C’était par correspondance qu’il avait appris la grossesse de Jenny ; par correspondance, qu’il avait eu confirmation définitive de la mort de Jacques. Au cours de l’hiver 1915, Jenny, avec laquelle il avait échangé plusieurs lettres déjà, et des lettres assez intimes, lui avait écrit qu’elle désirait se rendre à Genève. Elle donnait à ce voyage un double but : elle voulait y faire ses couches, seule, loin des siens ; et elle comptait profiter de son séjour en Suisse pour entreprendre des recherches sur la mort de Jacques — mort qui restait jusqu’alors assez mystérieuse : le bruit s’était répandu, dans les milieux révolutionnaires avec lesquels Jenny était demeurée en relations, que Jacques avait disparu dans les premiers jours d’août, au cours d’une « mission périlleuse ». Antoine eut alors l’idée d’adresser Jenny à Rumelles. Le diplomate était mobilisé à Paris, à son poste du Quai d’Orsay. Sans grande peine, il avait procuré à la jeune femme les laissez-passer nécessaires. À Genève, Jenny avait retrouvé Vanheede. L’albinos l’avait aidée dans son enquête. Il l’avait accompagnée à Bâle et présentée à Plattner. Par le libraire, elle avait eu, enfin, des détails précis sur les derniers jours de Jacques, appris la rédaction du manifeste, le rendez-vous avec l’avion de Meynestrel, l’envol vers le front d’Alsace, au matin du 10 août. Plattner n’en savait pas davantage. Mais Antoine, mis au courant par Jenny, lança Rumelles sur la piste.

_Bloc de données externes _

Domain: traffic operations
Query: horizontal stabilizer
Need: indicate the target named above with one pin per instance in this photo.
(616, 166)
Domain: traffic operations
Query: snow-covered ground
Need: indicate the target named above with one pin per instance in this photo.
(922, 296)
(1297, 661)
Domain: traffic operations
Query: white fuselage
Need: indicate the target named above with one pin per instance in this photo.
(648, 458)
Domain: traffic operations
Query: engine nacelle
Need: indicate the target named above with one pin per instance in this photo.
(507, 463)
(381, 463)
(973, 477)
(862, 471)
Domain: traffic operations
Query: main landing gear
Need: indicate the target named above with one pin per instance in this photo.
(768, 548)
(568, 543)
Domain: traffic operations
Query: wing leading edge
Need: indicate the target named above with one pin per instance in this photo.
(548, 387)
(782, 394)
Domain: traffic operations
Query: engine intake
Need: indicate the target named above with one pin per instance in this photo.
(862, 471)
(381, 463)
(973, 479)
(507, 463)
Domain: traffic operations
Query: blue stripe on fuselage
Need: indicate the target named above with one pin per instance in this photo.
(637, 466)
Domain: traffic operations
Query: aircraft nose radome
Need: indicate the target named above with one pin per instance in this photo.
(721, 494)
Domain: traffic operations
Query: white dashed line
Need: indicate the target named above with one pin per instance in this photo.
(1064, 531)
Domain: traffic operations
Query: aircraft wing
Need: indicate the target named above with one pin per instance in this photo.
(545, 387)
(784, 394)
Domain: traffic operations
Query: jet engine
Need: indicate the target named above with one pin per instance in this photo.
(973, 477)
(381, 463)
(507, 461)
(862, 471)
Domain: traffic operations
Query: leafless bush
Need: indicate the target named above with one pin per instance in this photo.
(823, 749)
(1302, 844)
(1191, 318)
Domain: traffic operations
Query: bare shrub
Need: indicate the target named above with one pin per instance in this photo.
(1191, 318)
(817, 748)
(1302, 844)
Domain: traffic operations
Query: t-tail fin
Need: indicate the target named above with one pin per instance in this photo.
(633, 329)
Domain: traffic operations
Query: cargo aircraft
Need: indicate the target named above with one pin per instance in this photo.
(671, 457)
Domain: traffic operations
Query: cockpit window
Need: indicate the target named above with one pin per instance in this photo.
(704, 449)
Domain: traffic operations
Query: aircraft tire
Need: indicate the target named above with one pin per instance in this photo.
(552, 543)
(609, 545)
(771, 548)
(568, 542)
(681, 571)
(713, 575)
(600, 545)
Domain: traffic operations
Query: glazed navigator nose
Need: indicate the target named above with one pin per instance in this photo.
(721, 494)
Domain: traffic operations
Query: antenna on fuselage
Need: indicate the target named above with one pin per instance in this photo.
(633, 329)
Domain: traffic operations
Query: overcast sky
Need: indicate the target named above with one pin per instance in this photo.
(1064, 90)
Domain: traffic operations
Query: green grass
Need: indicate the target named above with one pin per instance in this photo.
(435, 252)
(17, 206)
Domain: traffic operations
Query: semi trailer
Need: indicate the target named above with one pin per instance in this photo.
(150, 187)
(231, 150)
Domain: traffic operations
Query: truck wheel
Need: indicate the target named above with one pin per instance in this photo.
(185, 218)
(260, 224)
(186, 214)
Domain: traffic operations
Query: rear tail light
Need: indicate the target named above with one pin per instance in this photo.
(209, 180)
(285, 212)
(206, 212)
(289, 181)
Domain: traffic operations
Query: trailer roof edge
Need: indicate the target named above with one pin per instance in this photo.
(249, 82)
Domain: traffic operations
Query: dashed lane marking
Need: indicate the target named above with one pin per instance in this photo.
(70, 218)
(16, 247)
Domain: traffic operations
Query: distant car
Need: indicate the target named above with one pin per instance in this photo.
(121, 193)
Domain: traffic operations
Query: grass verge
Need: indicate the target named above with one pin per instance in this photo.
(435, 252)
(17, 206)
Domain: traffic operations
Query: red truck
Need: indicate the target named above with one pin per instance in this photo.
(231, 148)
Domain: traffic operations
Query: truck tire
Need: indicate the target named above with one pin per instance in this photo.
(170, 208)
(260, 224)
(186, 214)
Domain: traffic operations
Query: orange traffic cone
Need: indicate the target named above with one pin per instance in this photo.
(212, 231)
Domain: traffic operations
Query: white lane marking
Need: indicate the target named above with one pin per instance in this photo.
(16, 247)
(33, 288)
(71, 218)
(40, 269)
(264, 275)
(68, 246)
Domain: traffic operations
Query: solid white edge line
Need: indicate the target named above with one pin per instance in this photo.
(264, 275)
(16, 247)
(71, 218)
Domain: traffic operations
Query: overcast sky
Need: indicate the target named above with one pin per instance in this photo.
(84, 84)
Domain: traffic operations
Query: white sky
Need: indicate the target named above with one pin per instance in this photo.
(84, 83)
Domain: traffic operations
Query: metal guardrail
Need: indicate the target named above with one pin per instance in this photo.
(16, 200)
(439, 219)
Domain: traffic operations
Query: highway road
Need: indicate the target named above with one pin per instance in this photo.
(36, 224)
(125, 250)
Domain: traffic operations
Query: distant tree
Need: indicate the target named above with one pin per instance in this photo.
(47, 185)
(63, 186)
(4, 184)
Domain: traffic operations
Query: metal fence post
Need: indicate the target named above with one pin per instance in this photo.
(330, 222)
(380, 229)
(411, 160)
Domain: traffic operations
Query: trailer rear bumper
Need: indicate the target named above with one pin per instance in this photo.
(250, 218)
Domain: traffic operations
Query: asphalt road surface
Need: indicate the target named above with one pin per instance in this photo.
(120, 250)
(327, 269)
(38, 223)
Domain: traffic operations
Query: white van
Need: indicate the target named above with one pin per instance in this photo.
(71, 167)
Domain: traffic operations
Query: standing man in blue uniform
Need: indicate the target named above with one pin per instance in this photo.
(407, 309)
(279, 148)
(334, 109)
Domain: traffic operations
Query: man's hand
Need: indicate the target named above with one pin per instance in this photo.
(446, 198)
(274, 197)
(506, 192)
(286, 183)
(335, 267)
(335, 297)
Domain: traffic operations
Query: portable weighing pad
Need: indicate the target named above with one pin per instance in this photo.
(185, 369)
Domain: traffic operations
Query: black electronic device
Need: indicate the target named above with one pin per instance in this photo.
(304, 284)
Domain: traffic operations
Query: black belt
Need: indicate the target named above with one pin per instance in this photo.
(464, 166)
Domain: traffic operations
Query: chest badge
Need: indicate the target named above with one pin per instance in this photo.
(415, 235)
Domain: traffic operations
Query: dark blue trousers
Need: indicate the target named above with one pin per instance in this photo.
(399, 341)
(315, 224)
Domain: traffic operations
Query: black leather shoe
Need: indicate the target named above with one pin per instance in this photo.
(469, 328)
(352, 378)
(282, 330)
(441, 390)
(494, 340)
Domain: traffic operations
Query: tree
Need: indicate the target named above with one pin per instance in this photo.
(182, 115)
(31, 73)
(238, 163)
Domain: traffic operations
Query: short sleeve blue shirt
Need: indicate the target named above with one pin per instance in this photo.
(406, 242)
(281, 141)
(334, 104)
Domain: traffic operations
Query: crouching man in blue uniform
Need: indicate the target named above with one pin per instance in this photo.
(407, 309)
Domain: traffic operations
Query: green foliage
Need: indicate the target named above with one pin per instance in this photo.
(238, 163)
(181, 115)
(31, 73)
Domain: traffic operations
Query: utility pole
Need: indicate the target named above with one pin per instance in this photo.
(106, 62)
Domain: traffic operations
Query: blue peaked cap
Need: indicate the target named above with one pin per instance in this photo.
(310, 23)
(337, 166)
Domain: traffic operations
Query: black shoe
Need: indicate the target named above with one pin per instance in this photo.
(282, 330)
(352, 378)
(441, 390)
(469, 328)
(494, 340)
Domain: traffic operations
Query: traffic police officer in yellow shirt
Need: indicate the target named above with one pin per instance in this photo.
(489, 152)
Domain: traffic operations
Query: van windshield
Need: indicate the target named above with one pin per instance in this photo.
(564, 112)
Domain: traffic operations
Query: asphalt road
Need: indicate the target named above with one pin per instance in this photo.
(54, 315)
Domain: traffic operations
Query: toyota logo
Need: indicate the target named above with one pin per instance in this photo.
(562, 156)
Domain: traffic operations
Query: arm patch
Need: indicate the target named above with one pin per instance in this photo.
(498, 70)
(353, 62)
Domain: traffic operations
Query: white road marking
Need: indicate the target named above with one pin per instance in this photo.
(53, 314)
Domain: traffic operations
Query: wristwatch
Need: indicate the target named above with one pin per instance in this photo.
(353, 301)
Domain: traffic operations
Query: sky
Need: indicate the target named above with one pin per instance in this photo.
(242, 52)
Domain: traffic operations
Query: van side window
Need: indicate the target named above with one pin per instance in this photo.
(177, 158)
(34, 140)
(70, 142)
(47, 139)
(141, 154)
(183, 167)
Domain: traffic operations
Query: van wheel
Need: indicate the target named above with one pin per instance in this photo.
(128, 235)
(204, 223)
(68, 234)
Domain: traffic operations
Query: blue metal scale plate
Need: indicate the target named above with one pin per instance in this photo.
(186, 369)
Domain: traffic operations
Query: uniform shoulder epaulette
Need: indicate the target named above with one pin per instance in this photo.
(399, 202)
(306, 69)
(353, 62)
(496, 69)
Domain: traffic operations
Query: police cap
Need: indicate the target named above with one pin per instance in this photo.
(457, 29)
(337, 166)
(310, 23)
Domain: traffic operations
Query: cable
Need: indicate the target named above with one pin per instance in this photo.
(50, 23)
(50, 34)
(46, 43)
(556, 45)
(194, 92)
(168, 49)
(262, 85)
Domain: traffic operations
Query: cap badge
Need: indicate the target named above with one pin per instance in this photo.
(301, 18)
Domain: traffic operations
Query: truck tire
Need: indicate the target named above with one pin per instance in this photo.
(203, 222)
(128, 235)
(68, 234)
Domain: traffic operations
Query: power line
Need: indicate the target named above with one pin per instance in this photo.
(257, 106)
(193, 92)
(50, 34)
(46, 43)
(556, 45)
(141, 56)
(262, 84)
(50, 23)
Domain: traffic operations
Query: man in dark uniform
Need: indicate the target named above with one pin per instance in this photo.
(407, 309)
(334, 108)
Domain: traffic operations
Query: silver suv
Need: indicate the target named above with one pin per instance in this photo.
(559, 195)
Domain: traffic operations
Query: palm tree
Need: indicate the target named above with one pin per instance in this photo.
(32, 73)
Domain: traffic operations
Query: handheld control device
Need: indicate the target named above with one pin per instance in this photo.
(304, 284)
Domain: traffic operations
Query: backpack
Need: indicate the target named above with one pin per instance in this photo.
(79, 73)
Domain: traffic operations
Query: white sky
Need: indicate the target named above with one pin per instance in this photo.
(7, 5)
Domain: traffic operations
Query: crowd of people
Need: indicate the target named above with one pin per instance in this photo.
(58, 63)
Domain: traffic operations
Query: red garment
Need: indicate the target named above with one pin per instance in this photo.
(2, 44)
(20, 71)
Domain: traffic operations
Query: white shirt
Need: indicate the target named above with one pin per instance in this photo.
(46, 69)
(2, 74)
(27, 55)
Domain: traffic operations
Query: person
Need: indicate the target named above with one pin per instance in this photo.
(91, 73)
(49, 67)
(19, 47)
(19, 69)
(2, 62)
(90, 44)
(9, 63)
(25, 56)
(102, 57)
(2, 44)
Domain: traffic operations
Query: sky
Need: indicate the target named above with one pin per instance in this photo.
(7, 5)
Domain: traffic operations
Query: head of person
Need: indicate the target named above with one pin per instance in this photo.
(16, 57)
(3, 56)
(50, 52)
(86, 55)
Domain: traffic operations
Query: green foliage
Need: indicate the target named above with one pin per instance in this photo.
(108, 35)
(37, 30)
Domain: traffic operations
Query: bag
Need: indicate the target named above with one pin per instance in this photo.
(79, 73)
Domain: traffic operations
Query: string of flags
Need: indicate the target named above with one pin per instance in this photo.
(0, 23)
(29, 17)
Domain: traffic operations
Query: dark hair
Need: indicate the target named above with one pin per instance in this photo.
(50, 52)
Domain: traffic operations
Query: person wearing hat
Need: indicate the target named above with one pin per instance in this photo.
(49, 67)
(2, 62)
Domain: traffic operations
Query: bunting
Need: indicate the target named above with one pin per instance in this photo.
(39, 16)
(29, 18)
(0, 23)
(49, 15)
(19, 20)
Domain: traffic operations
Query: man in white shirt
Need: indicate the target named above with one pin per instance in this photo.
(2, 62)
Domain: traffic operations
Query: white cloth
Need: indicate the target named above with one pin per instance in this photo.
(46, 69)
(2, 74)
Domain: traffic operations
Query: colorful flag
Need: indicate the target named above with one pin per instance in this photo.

Et c’est ainsi que, après de vains sondages parmi les listes de prisonniers des camps allemands, Rumelles avait fini par découvrir, dans les archives du ministère de la Guerre, à Paris, une note, émanée du Q. G. d’une division d’infanterie, et datée précisément du 10 août. Cette note, relative au repli des troupes d’Alsace, signalait qu’un avion en flammes s’était abattu dans les lignes françaises. Les restes humains, carbonisés, n’avaient permis aucune identification ; mais, d’après la carcasse de l’appareil, il était possible d’affirmer qu’il s’agissait d’un avion non armé, de fabrication suisse ; et le rapport ajoutait que, parmi des ballots de papiers calcinés, on avait réussi à déchiffrer les fragments d’un tract violemment antimilitariste. Pas de doute : les débris humains étaient ceux de Jacques et de son pilote… Inepte fin ! Antoine n’avait jamais pu prendre son parti des conditions absurdes de cette mort. Aujourd’hui encore, après quatre ans, il en ressentait plus d’irritation que de chagrin.